To start with, Cliff and Cydney are morons. Everything that comes out of their mouths is stupid, and they aren’t even nice, as a way of compensating for their lack of intelligence. Even Steve Zahn, with his remarkable comic timing, can’t make Cliff interesting or likeable, and Milla Jovovich has all the personality of a butt plug. I was also disappointed by the performance of Timothy Olyphant as Nick, one of the other hikers, who presents himself as a special forces hotshot. He leers and bugs his eyes like a cartoon. Kiele Sanchez is even worse — it seems like she’s doing a bad Hillary Swank imitation. The other couple barely registers.
A huge part of the problem is the script by writer/director David Twohy. It’s hard to believe that this is the same guy who wrote Imposter, one of the better science fiction thrillers of the last decade. The characters manage the trick of being both boring and cliches. The dialog is wretched — hardly one word rings true. Another nauseating thing Twohy does is make Cliff a screenwriter. This opens the door for all sorts of boringly self-referential dialog about second act twists and red herrings. Worst of all, Twohy cheats.
The first two acts of the script revolve around dicking with the audience. Who are the killers?

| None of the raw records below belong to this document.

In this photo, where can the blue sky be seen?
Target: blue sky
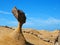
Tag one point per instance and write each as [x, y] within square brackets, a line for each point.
[41, 14]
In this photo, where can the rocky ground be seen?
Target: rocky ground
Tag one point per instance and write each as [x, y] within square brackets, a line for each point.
[36, 37]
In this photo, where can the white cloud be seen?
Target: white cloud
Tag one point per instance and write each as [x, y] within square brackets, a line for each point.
[4, 12]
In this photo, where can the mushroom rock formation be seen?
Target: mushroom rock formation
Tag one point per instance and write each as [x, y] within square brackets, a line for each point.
[16, 37]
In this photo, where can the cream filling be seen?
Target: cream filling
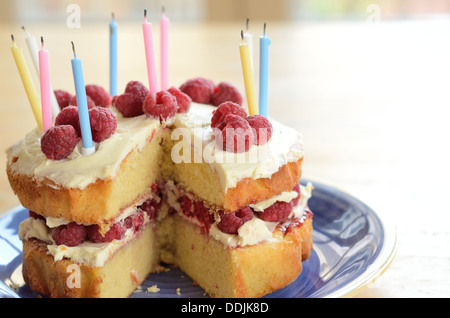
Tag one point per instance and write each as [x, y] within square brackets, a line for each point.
[88, 253]
[255, 230]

Twohy plays on our knowledge of other killer diller scripts to cant our suspicions one way or the other. Then he employs a second act twist (actually, it propels us into the third act) that completely invalidates the previous hour of the movie. Surprises are generally good in movies, but only if you play fair.
Fortunately, once the shoe drops, the movie improves. Twohy makes good use of props, such as a knife, a hatchet, and two kayaks. He also gives us two nasty and original bits of carnage that make you cringe, in a good way. What’s good about the carnage is the same thing that’s missing in the rest of the movie — the carnage is based in real life experience and therefore relatable. You wince because you identify.
The only way you could identify with the rest of the movie is if you are a moron, which is apparently the target audience of A Perfect Getaway.